What's the FRRP point?
The Financial Reporting Review Panel has just released its latest report on company accounting, delivering its usual blend of facts and figures about what it has done
The Financial Reporting Review Panel has just released its latest report on company accounting, delivering its usual blend of facts and figures about what it has done
The results are almost entirely meaningless. What are we to make of the fact
that 49 companies changed their accounting as a result of
FRRP investigations?
And that something over 200 companies were featured this year?
One of the great achievements the body announced last year was that it was
being ‘proactive’, and looking at companies randomly without being tipped off.
Any organisation that boasts about being proactive, you might think, can’t be
the most dynamic on earth.
No doubt issuing these reports provides stimulating work (and a good wage)
for the panel but you have to ask what it’s doing for the rest of us.
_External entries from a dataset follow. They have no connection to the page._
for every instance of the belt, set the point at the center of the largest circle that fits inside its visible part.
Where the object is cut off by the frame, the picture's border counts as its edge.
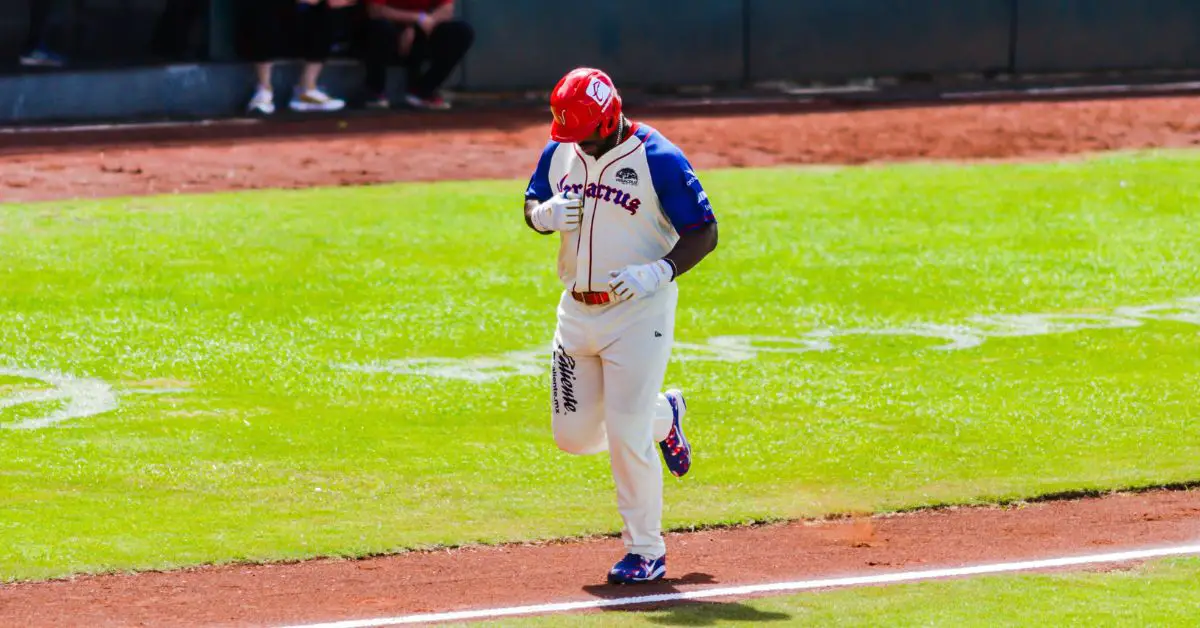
(592, 298)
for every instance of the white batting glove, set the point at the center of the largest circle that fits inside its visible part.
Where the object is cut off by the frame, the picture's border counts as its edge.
(641, 280)
(561, 213)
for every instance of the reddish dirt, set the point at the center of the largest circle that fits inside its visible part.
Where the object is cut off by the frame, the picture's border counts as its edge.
(475, 578)
(508, 147)
(505, 147)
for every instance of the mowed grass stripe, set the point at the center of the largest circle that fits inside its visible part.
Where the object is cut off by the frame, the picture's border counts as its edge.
(244, 306)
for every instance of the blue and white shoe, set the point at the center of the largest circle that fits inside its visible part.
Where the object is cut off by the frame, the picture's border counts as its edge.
(637, 568)
(676, 450)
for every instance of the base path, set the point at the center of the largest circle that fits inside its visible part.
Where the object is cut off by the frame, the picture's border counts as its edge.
(449, 148)
(475, 578)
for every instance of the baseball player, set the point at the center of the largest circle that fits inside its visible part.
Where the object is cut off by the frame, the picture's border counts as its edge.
(631, 217)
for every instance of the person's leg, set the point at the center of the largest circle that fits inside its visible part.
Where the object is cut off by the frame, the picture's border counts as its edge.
(444, 51)
(576, 386)
(415, 61)
(315, 35)
(381, 49)
(45, 18)
(265, 43)
(636, 417)
(576, 402)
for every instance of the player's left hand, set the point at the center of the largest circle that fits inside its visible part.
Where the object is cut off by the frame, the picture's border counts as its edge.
(641, 280)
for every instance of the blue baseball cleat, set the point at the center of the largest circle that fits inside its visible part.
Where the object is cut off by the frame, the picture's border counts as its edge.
(637, 568)
(676, 450)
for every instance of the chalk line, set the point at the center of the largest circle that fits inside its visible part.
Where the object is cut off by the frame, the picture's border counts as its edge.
(775, 587)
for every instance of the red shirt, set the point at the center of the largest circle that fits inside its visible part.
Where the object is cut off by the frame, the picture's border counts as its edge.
(412, 5)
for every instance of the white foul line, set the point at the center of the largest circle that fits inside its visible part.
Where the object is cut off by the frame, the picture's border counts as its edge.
(802, 585)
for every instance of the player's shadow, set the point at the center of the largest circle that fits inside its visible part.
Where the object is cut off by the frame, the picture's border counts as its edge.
(684, 612)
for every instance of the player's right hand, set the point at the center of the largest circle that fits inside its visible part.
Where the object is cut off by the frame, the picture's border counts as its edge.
(561, 213)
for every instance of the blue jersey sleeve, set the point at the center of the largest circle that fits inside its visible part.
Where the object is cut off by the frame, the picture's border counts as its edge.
(679, 191)
(539, 184)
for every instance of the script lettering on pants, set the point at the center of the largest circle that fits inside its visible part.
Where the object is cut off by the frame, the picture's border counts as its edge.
(564, 381)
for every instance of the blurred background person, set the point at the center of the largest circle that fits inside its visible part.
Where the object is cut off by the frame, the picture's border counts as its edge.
(46, 18)
(281, 27)
(425, 37)
(174, 30)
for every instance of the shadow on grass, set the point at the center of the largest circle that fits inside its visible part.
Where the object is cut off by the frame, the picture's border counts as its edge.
(688, 612)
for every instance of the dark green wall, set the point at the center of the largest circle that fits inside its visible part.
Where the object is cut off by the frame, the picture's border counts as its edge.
(819, 39)
(526, 43)
(1092, 35)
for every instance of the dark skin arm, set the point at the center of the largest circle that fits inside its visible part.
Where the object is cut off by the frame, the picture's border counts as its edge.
(691, 247)
(531, 203)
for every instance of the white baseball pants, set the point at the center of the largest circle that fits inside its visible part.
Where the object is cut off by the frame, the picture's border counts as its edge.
(607, 371)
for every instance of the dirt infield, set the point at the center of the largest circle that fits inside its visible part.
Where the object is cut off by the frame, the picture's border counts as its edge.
(508, 148)
(522, 574)
(517, 574)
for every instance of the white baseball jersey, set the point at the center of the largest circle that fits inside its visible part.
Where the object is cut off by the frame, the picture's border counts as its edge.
(639, 197)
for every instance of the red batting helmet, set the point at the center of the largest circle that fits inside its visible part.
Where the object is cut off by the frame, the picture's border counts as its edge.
(582, 101)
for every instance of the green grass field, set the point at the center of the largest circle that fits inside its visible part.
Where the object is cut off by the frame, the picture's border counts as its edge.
(1162, 593)
(253, 346)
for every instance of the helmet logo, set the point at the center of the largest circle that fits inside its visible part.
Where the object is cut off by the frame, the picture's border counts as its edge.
(600, 93)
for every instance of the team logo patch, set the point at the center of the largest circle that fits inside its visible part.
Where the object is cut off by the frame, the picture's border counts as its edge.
(627, 177)
(600, 93)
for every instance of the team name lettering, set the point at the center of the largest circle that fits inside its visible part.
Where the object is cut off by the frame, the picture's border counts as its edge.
(603, 192)
(564, 381)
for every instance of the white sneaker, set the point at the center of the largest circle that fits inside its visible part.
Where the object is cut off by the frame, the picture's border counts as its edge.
(263, 102)
(316, 101)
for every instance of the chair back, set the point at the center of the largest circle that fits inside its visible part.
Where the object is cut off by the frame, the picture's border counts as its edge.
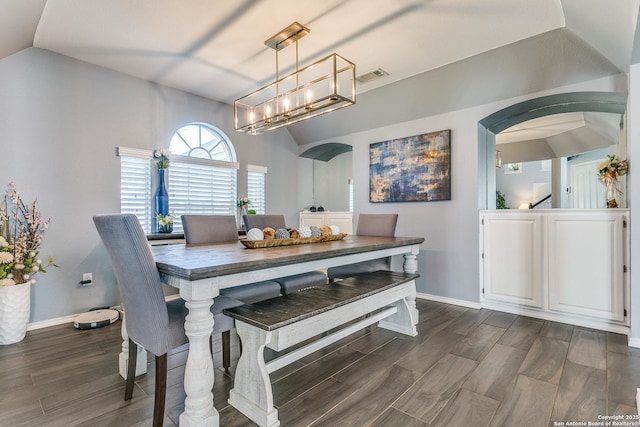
(263, 221)
(138, 279)
(382, 225)
(209, 228)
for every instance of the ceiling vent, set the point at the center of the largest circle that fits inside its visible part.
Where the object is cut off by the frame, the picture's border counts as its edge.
(373, 75)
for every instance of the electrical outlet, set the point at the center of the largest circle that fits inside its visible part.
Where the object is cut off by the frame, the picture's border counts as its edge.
(87, 279)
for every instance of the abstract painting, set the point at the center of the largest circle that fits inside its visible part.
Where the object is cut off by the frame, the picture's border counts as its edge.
(411, 169)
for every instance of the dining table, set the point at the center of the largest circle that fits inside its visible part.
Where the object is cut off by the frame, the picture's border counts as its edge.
(199, 272)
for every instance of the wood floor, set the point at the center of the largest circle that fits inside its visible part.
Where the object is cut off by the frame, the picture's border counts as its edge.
(466, 367)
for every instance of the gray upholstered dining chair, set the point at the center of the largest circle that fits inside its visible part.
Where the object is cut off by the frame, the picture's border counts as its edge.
(383, 225)
(153, 323)
(219, 229)
(289, 284)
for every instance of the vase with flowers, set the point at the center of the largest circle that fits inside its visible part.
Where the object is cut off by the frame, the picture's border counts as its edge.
(608, 172)
(162, 196)
(165, 223)
(242, 204)
(21, 233)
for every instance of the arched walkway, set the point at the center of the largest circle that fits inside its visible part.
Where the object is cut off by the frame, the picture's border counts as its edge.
(604, 102)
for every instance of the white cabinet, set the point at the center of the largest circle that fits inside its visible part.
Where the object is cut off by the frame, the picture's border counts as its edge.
(344, 220)
(586, 265)
(562, 265)
(513, 262)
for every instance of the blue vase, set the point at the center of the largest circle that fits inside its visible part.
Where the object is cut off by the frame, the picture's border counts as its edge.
(162, 198)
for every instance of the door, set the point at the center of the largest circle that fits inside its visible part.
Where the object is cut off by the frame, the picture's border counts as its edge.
(586, 191)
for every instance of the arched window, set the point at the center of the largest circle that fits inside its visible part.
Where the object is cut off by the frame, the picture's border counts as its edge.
(202, 141)
(202, 173)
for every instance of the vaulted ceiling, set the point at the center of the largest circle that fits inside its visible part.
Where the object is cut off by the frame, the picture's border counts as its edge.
(459, 52)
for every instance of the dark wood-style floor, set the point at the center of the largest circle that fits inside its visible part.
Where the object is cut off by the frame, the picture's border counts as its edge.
(466, 367)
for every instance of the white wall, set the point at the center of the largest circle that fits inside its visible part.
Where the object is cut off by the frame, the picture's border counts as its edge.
(633, 186)
(60, 121)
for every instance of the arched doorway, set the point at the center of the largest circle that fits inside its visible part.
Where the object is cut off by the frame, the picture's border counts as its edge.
(605, 102)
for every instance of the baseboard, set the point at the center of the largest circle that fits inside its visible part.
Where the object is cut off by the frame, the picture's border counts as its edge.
(51, 322)
(70, 318)
(453, 301)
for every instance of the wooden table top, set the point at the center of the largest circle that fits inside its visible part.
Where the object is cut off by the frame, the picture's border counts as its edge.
(202, 261)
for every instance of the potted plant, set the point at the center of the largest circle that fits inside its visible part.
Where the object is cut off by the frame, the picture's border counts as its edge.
(21, 233)
(242, 203)
(608, 172)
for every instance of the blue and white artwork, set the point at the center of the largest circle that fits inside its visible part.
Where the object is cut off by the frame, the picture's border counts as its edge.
(411, 169)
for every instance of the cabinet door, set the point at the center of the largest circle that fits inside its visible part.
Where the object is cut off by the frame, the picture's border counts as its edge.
(586, 265)
(344, 220)
(512, 258)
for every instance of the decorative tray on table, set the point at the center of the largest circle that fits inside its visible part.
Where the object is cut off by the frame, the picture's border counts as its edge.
(269, 243)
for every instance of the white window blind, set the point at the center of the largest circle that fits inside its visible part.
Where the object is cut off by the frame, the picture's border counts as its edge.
(198, 186)
(256, 182)
(135, 186)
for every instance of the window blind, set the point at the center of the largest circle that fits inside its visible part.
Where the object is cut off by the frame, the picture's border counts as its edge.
(256, 180)
(196, 188)
(135, 188)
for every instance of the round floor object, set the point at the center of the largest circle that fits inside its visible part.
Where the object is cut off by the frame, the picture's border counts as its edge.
(96, 319)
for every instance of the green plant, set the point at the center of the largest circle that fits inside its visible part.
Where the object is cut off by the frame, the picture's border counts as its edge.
(501, 203)
(21, 233)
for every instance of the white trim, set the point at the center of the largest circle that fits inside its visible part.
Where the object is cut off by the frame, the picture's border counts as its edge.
(256, 168)
(462, 303)
(568, 318)
(205, 162)
(51, 322)
(133, 152)
(70, 318)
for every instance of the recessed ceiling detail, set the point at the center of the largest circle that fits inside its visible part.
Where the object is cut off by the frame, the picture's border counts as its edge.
(326, 152)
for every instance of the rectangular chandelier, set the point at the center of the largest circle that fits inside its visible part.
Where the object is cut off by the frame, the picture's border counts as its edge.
(324, 86)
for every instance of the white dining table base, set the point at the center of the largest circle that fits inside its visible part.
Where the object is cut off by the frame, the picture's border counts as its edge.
(199, 292)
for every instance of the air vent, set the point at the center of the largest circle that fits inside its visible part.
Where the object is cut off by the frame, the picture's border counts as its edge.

The FRRP
takes the view, in common with the rest of the Financial Reporting Council, that
working behind the scenes is best.
FRRP chairman Bill Knight said this week: ‘The panel believes that the best
regulation is by agreement. The panel relies on the willingness of directors to
discuss their accounts with us openly, so we can understand the basis for their
decisions.’
But what do we gain?
We don’t know which companies have had problems with their accounts, and what
kind of problems.
If there are issues of significance to be raised, they should be raised in
public. Investors have a right to know that the companies they own have problems
in the books.
If the issues are not all that significant, then why have the FRRP at all? If
all it is doing is ticking people off for not dotting their ‘i’s and crossing
their ‘t’s, then the world can get along fine without it.